For English and several other European languages, the task of resolving coreference has been
studied to a sufficiently great extent and various techniques have been proposed for those languages,
but for Indian Languages, work has been very limited. In this thesis, we describe our
work on second sense of reference by proposing co-reference representation scheme and different
co-reference relation types between continuous mentions of the same coreference chain such, as
identity, near-identity and weak identity relations and their sub-types. Then, we also propose
and describe methods to resolve coreference for Hindi news and dialogue text. The six major
points (contributions) are covered in this thesis on the topic of coreference.
First, we identified Indian language specific conceptual, structural and representational issues
in the existing coreference annotation schemes and tried to resolve them by proposing
a unified coreference annotation framework and procedure.

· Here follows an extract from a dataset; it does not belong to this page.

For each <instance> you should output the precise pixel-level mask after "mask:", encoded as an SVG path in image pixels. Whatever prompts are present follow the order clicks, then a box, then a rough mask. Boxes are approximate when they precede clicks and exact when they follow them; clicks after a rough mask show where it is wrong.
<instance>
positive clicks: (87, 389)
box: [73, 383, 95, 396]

This framework includes various
aspects of coreference like expression span, coreference chain, relation between contiguous expressions
of same coreference chain, etc.
Second, Based on the proposed annotation scheme, we developed a semi-automatic annotation
tool (CAT - Coreference Annotation Tool) to ease the annotation process.
Third, we propose a method for calculating inter annotator agreement on various aspect/level
of coreference annotation.
Fourth, Using proposed coreference annotation scheme and CAT, we annotated coreference
information on some part of Hindi and Urdu Dependency Treebanks.
Fifth, We also present a hybrid multi-classifier based approach to identify reference type for
an anaphor (pronoun). We describe a hybrid (learning and rule) approach to resolve entity and
event referring pronouns for Hindi dialogue and news text. In these approaches, we explore
the use of dependency structures as a source of syntactic information and for entity anaphora
resolution. We compare use of dependency structure based rules (features) over syntax based
rules (features) for event anaphora resolution. Other than dependency based features we also
explore the use of other linguistic information such as sub-topic boundary, animacy and Named
Entity categories for dialogue anaphora resolution.
Sixth, we present a sieve based approach for Hindi nominal reference resolution and relation
type identification between continuous expressions of same coreference chains. In the this approach,
we explore the use of Paninian dependency grammar, various linguistic rules based on
gender, number, person, animacy, dbpedia based dictionaries, word-embeddings from word2vec
- Glove as features and rules to resolve nominal co-reference. Hybrid system on these rules and
features with various sieves (on predefined preference) gives considerable amount of accuracy
for nominal reference resolution and relation type identification.
At conclusion, we combine all the above mentioned modules (entity anaphora resolution,
event anaphora resolution and nominal reference resolution) into one software-kit so the NLP
community can use it and provide us feedback on the presented approaches.